Juan B. Juárez
El 2007 fue para Rafael Ortiz un magnífico año: expuso en una galería de La Antigua Guatemala y obtuvo premios en los certámenes de La Paz y Arturo Martínez, ambos de nivel nacional. Esta aceptación y estos reconocimientos vinieron a confirmar un logro aún más importante y significativo: el encuentro con su propio estilo y su propio universo pictórico.
Rafa no es un artista joven. Lleva ya casi 30 años de luchar con el oficio y con unas ideas que parecían dispersarse al contacto con su pincel, como evadiendo sus intentos de volverlas temas artísticos. Por eso me alegré cuando, hace pocos años, percibí que sus ambiciones cósmicas por fin se asentaban en la tierra y le señalaban un camino bordeado de sugerencias temáticas, cromáticas y formales, pero que tenía que recorrer sin prisas ni ansiedades, trabajosamente, con disciplina y humildad.

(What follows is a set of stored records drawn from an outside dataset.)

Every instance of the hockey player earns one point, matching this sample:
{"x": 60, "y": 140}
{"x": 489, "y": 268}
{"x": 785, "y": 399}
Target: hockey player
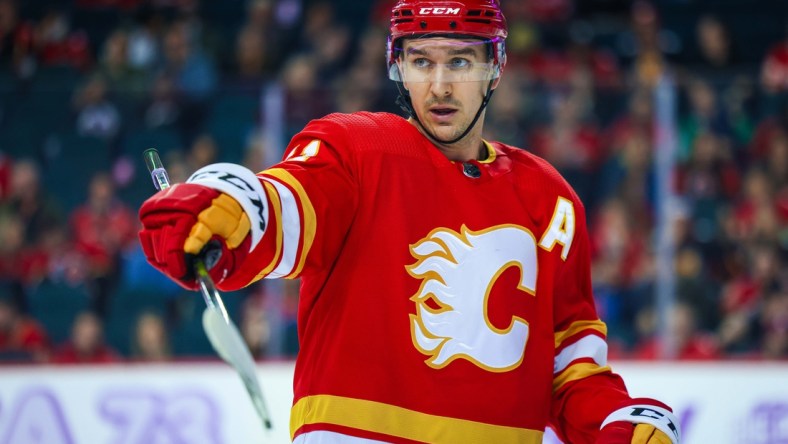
{"x": 446, "y": 293}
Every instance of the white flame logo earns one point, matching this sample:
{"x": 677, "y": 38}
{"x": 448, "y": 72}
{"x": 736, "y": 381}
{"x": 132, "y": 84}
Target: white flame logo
{"x": 458, "y": 272}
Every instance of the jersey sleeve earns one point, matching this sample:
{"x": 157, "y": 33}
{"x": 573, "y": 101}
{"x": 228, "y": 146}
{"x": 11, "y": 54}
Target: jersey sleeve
{"x": 585, "y": 391}
{"x": 311, "y": 200}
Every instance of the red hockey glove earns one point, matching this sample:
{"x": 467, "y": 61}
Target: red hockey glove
{"x": 644, "y": 421}
{"x": 188, "y": 220}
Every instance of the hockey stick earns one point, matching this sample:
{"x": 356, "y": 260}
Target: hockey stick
{"x": 220, "y": 329}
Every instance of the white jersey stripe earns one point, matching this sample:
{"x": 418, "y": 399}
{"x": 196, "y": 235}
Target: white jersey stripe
{"x": 324, "y": 437}
{"x": 291, "y": 227}
{"x": 591, "y": 346}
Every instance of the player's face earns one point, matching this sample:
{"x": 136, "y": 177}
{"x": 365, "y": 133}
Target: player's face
{"x": 447, "y": 80}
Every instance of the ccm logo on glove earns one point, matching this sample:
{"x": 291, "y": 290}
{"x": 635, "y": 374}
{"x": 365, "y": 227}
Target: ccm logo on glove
{"x": 179, "y": 222}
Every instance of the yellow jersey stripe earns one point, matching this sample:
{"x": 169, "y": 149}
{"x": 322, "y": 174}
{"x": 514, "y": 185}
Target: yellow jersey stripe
{"x": 577, "y": 371}
{"x": 309, "y": 223}
{"x": 578, "y": 326}
{"x": 276, "y": 205}
{"x": 401, "y": 422}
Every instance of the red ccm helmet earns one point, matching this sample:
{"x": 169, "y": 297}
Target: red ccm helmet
{"x": 480, "y": 19}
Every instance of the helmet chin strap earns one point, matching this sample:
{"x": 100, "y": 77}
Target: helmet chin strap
{"x": 404, "y": 102}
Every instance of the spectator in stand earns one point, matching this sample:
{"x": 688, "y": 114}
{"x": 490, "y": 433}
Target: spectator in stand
{"x": 689, "y": 342}
{"x": 774, "y": 68}
{"x": 251, "y": 65}
{"x": 767, "y": 130}
{"x": 22, "y": 338}
{"x": 707, "y": 180}
{"x": 103, "y": 227}
{"x": 29, "y": 201}
{"x": 192, "y": 72}
{"x": 15, "y": 35}
{"x": 96, "y": 114}
{"x": 124, "y": 80}
{"x": 305, "y": 99}
{"x": 86, "y": 344}
{"x": 54, "y": 43}
{"x": 571, "y": 142}
{"x": 145, "y": 35}
{"x": 203, "y": 152}
{"x": 746, "y": 294}
{"x": 164, "y": 107}
{"x": 706, "y": 114}
{"x": 755, "y": 212}
{"x": 151, "y": 342}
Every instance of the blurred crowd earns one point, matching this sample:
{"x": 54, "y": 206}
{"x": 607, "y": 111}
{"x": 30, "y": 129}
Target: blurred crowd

Desde entonces, hace unos cinco años, y en esa dirección, la pintura de Rafa Ortiz no ha dejado de avanzar, consolidando sus indudables habilidades técnicas y defniendo las formas que le dan sentido a su producción pictórica, ahora sí decididamente artística, y que aparecen rubricadas con la originalidad de un estilo propio, maduro y seguro de sí mismo.
La lenta y hasta cierto punto tardía maduración artística de Rafa Ortiz nos permite ver, por otro lado, el sutil proceso de la «formación» de un estilo propio. En su caso ?y quizá en general? la propiedad del estilo deviene del despojamiento y la eliminación de lo que en uno es ajeno, hasta el punto que lo que se haga o se diga surga con naturalidad desde el fondo de una soledad existencial como potente expresión del ser uno, como un gesto libre y autónomo que se agrega o se opone al movimiento del mundo real. Como el arte es un lenguaje que se vive como tradición, el problema de la propiedad del estilo no tiene nada que ver con el papel que juegan las influencias sino, en todo caso, con la manera de absorber y apropiarse del lenguaje artístico de la tradición y de responder deliberadamente conjuntamente con él a las solicitudes que plantea un mundo en proceso de cambio y (trans)formación.

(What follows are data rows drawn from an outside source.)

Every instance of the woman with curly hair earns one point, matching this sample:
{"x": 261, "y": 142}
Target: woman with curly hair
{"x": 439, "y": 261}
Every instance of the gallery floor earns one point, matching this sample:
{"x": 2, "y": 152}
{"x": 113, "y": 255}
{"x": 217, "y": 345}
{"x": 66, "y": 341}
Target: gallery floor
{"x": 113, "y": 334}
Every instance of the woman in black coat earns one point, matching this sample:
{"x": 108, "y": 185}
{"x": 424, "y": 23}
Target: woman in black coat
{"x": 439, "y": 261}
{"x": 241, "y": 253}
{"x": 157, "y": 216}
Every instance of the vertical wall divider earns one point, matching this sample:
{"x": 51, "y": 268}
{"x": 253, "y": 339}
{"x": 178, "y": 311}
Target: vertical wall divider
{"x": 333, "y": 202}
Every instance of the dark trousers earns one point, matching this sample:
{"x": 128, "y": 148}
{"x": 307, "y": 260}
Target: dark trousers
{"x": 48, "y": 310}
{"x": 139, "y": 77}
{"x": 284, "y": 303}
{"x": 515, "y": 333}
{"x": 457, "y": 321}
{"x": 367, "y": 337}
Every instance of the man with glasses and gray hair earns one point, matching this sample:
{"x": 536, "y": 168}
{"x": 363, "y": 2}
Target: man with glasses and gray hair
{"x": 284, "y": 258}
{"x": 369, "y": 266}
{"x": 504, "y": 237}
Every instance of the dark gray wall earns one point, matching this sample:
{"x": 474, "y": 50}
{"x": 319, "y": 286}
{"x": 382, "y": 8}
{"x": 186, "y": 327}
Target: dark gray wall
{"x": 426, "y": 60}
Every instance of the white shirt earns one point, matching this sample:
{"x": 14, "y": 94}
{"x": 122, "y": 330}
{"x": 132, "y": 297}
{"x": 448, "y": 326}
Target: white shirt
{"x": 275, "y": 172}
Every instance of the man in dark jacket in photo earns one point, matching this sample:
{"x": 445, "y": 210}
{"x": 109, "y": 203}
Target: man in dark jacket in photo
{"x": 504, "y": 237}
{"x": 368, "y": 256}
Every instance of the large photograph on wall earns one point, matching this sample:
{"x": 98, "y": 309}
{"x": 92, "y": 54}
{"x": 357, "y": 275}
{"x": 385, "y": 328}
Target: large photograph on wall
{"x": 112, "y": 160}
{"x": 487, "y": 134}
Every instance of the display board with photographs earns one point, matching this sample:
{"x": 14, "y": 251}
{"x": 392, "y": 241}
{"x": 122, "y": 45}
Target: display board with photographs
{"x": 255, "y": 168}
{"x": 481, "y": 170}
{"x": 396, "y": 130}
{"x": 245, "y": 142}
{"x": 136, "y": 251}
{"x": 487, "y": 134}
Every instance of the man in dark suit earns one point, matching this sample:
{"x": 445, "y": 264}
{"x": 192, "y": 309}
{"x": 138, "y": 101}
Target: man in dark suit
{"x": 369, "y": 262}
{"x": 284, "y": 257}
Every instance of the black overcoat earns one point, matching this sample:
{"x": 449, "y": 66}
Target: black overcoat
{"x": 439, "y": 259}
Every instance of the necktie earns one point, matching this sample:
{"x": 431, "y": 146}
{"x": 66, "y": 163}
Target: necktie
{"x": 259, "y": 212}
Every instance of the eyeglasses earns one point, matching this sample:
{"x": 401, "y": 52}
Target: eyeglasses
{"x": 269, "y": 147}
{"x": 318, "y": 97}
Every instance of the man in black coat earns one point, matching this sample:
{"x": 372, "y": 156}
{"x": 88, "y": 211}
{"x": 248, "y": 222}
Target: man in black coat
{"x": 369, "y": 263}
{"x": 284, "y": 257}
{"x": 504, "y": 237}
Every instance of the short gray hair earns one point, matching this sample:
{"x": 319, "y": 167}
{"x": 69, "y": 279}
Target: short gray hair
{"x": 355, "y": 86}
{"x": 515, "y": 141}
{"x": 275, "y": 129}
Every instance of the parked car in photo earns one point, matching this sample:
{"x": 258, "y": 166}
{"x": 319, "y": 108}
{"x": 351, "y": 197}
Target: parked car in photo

En el prolongado inicio de Rafa Ortiz, el aparente obstáculo era la disgregación de las ideas y las formas que no encontraban en su imaginación ninguna estabilidad y continuidad que le permitiera aprehenderlas y, por así decirlo, fijarlas definitivamente en el lienzo. Su madurez estilística aconteció precisamente con el reconocimiento de la naturaleza disgregada y discontinua de las formas que intuía. En este punto habría que declarar que su orientación ?o desorientación? como artista y como ser humano no es realista, sino imaginativa, intelectual, de análisis y síntesis. Su pintura, en efecto, es de estirpe filosófica y poética, hecha de intuiciones fragmentarias con las que «compone» un extraño paisaje imaginario, con algo de poema y de visión metafísica.

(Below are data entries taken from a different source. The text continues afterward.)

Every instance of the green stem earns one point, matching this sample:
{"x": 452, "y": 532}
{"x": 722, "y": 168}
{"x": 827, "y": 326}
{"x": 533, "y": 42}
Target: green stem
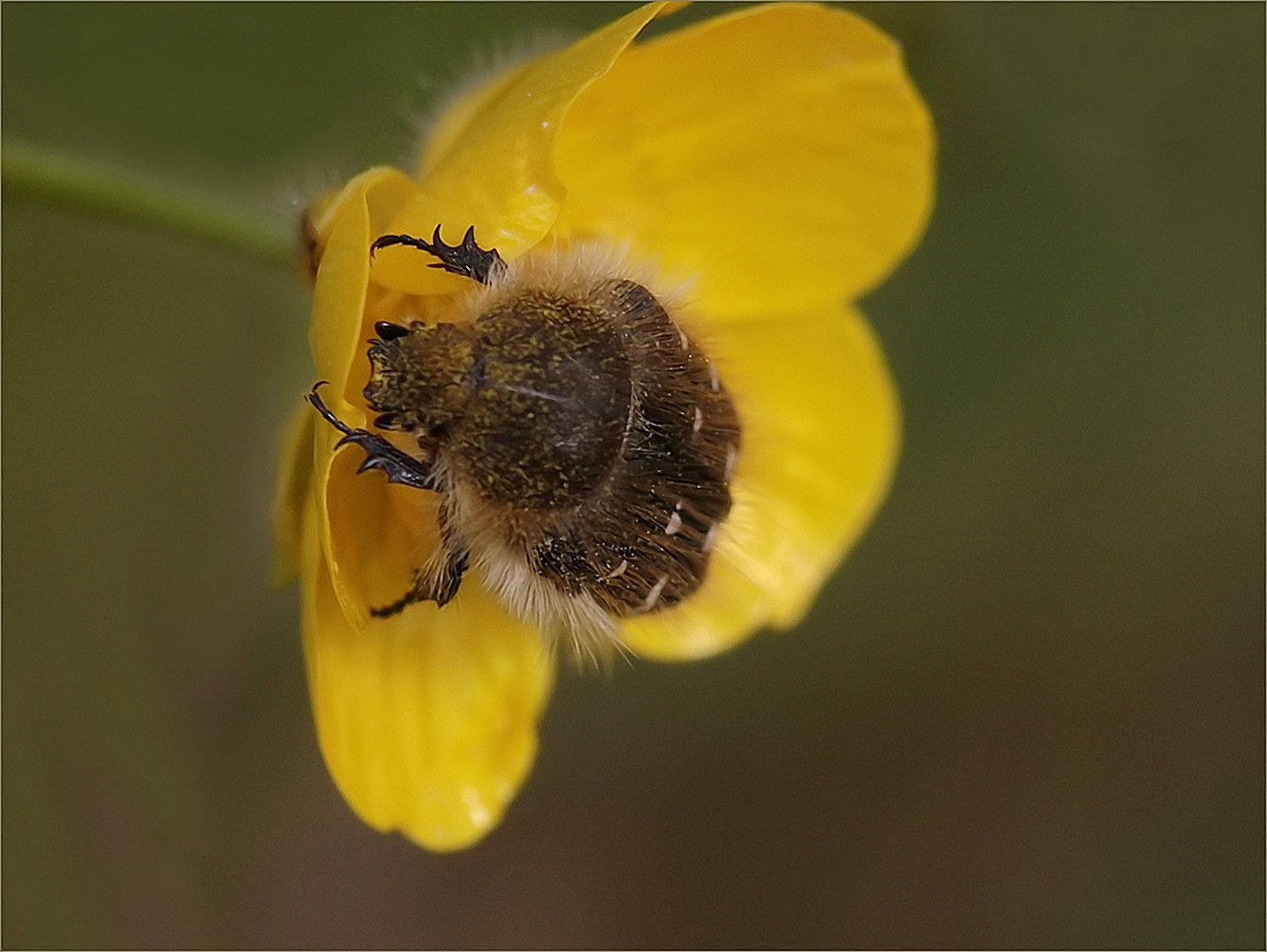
{"x": 51, "y": 177}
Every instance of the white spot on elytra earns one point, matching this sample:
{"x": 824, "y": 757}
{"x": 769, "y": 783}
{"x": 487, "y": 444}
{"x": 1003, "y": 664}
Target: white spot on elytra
{"x": 654, "y": 594}
{"x": 675, "y": 521}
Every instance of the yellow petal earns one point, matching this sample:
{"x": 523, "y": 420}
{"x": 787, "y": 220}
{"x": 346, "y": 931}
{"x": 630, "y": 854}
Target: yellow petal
{"x": 340, "y": 292}
{"x": 780, "y": 154}
{"x": 820, "y": 439}
{"x": 291, "y": 495}
{"x": 491, "y": 163}
{"x": 427, "y": 720}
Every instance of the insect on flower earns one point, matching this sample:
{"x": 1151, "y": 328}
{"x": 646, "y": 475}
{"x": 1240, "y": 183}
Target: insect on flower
{"x": 580, "y": 442}
{"x": 631, "y": 406}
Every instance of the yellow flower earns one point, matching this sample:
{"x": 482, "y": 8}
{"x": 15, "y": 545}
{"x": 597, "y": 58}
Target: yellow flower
{"x": 779, "y": 159}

El tema de fondo de su pintura, como ya quedó dicho, lo constituye la disgregación y discontinuidad de las formas, lo que involucra como trasfondo de sus cuadros a la misteriosa dimensión temporal en la que precisamente acontece la fugaz unidad formal y la permanente disociación del mundo y de la conciencia. Hay en sus misteriosos paisajes vestigios y rastros de un pasado histórico que pasan lentos como los sueños profundos que transcurren en el inconscientes o como las nubes densas que, en esencia, no alteran el vacío azul y permanente del cielo, pero que en los cuadros de Rafa Ortiz se duelen del olvido y exigen en la realidad presente.